Following the analysis from 10/30, let's check if using the low confidence denovo calls from GATK helps with the consensus results. Also, let's ignore DenovoGear from now. According to the triodenovo paper, in very few (if any) cases, the calls from DNG are better than triodenovo's.

# Within tools stats

## GATK

In [5]:
%%bash
suffix=allDeNovo.vcf 
cd /data/NCR_SBRB/simplex/gatk_refine
rm interesting_snvs_${suffix}.txt
# figure out all family IDs
ls -1 *_trio1_${suffix} > famids.txt
sed -i -e "s/_trio1_${suffix}//g" famids.txt

# for each family ID
while read fam; do
  # figure out how many trios we have
   ntrios=`ls -1 ${fam}_trio?_${suffix} | wc -l`;
   ntrios=$(($ntrios))
   # if we have more than one (assuming the first one is affected)
   if [ $ntrios -gt 1 ]; then
      # get all SNVs in the affected trio in the family
      cut -f 1,2 ${fam}_trio1_${suffix} | grep -v '#' - | sort | uniq > ${fam}_possible_snvs_${suffix}.txt;
      # combine the vcf files of all unnafected trios
      cat ${fam}_trio[2..$ntrios]_${suffix} | grep -v '#' - | cut -f 1,2 - > ${fam}_control_snvs_${suffix}.txt;
      # for each possible SNV in affected trio, mark it as interesting if it's not
      # in the unnafected trios
      while read snv; do
         if ! grep -q "$snv" ${fam}_control_snvs_${suffix}.txt; then
            echo $snv >> interesting_snvs_${suffix}.txt;
         fi;
      done < ${fam}_possible_snvs_${suffix}.txt;
   fi;
done < famids.txt

In [6]:
import pandas as pd
from scipy import stats
import numpy as np


import numpy as np
def do_perms(snps, noften, nboot=10000, npicks=20):
    success = 0
    for i in range(nboot):
        picks = np.random.choice(snps, npicks, replace = True)
        counts = stats.itemfreq(picks)
        nmax = np.max(counts[:,1])
        if (nmax >= noften):
            success += 1
    return(success/float(nboot))

In [7]:
snps_gatk = pd.read_table('/data/NCR_SBRB/simplex/gatk_refine/interesting_snvs_allDeNovo.vcf.txt',
                               header=None, names=['snp'])
counts_gatk = stats.itemfreq(snps_gatk['snp'])
my_max = np.max(counts_gatk[:, 1])
print 'Maximum frequency: %d in %d unique snps' % (my_max, len(counts_gatk))
print counts_gatk[counts_gatk[:, 1] == my_max]

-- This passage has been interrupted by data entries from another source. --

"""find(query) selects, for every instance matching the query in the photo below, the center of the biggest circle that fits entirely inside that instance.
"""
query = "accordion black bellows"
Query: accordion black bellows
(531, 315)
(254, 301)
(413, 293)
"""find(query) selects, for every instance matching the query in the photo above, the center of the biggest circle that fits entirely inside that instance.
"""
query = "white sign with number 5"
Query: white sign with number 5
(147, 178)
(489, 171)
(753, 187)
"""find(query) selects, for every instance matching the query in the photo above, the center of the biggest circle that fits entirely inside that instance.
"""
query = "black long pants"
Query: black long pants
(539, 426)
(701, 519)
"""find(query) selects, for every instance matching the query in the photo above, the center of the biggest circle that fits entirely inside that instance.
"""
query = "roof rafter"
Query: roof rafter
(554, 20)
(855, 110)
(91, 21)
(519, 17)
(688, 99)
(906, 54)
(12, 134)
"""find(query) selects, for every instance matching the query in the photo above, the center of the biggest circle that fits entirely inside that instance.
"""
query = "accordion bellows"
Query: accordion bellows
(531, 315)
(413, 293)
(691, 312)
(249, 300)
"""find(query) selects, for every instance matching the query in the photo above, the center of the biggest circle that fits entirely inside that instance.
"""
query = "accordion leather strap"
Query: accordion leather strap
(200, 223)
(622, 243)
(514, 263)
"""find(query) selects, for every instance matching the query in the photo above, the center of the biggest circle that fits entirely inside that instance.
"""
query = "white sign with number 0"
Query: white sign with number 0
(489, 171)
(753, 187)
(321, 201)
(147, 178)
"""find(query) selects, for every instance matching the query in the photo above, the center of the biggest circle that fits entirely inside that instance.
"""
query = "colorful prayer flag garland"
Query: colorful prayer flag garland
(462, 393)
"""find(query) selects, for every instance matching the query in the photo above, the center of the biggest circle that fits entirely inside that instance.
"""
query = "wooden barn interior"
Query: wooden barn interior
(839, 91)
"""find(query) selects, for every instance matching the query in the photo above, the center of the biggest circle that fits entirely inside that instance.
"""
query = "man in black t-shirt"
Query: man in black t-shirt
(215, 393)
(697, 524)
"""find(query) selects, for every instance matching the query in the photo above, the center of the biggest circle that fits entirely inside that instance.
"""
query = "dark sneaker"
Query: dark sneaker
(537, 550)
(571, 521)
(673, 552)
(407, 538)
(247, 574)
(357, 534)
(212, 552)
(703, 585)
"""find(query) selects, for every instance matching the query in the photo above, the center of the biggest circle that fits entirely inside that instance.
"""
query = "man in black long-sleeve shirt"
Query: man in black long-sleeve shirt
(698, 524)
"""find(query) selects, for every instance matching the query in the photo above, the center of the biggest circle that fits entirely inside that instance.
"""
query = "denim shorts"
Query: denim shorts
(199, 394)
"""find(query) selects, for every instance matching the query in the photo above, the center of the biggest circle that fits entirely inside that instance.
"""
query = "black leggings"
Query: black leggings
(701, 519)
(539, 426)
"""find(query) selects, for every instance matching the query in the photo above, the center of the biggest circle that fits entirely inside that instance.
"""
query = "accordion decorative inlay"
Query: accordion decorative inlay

Maximum frequency: 3 in 139467 unique snps
[['chr1 120598739' 3]
 ['chr1 142897718' 3]
 ['chr1 143251223' 3]
 ['chr1 143420050' 3]
 ['chr1 143449316' 3]
 ['chr1 245928122' 3]
 ['chr10 133135993' 3]
 ['chr10 19026307' 3]
 ['chr11 51394527' 3]
 ['chr11 55046877' 3]
 ['chr12 118406089' 3]
 ['chr12 121471931' 3]
 ['chr12 9015996' 3]
 ['chr13 19447335' 3]
 ['chr13 52801661' 3]
 ['chr13 70469364' 3]
 ['chr13 73287599' 3]
 ['chr14 104630801' 3]
 ['chr14 20004233' 3]
 ['chr14 35476924' 3]
 ['chr14 66368478' 3]
 ['chr15 22049121' 3]
 ['chr15 78762313' 3]
 ['chr15 79220567' 3]
 ['chr16 30199933' 3]
 ['chr16 32141408' 3]
 ['chr16 33040759' 3]
 ['chr16 33865368' 3]
 ['chr16 33865369' 3]
 ['chr16 33865375' 3]
 ['chr16 33865377' 3]
 ['chr16 33937413' 3]
 ['chr16 55016333' 3]
 ['chr16 87747960' 3]
 ['chr17 21244764' 3]
 ['chr17 21248698' 3]
 ['chr17 25296420' 3]
 ['chr17 78795555' 3]
 ['chr17 80441236' 3]
 ['chr18 15172029' 3]
 ['chr18 34803023' 3]
 ['chr18 9880504' 3]
 ['chr19 53184007' 3]
 ['chr19 

In [8]:
do_perms(counts_gatk[:, 0], 3)

0.0

So, now we have several SNPs with at least 3 families calling it interesting... that's better, even though not all of them are high confidence according to GATK. Still, there are a bit too many for further investigation. Let's see if any of them agree with Triodenovo's calls.

## Triodenovo

In [10]:
%%bash
suffix=denovo_v2.vcf 
cd /data/NCR_SBRB/simplex/triodenovo
rm interesting_snvs_${suffix}.txt
# figure out all family IDs
ls -1 *_trio1_${suffix} > famids.txt
sed -i -e "s/_trio1_${suffix}//g" famids.txt

# for each family ID
while read fam; do
  # figure out how many trios we have
   ntrios=`ls -1 ${fam}_trio?_${suffix} | wc -l`;
   ntrios=$(($ntrios))
   # if we have more than one (assuming the first one is affected)
   if [ $ntrios -gt 1 ]; then
      # get all SNVs in the affected trio in the family
      cut -f 1,2 ${fam}_trio1_${suffix} | grep -v '#' - | sort | uniq > ${fam}_possible_snvs_${suffix}.txt;
      # combine the vcf files of all unnafected trios
      cat ${fam}_trio[2..$ntrios]_${suffix} > ${fam}_control_snvs_${suffix}.txt;
      # for each possible SNV in affected trio, mark it as interesting if it's not
      # in the unnafected trios
      while read snv; do
         if ! grep -q "$snv" ${fam}_control_snvs_${suffix}.txt; then
            echo $snv >> interesting_snvs_${suffix}.txt;
         fi;
      done < ${fam}_possible_snvs_${suffix}.txt;
   fi;
done < famids.txt

rm: cannot remove `interesting_snvs_denovo_v2.vcf.txt': No such file or directory


In [11]:
snps_tdn = pd.read_table('/data/NCR_SBRB/simplex/triodenovo/interesting_snvs_denovo_v2.vcf.txt',
                               header=None, names=['snp'])
counts_tdn = stats.itemfreq(snps_tdn['snp'])
my_max = np.max(counts_tdn[:, 1])
print 'Maximum frequency: %d in %d unique snps' % (my_max, len(counts_tdn))
print counts_tdn[counts_tdn[:, 1] == my_max]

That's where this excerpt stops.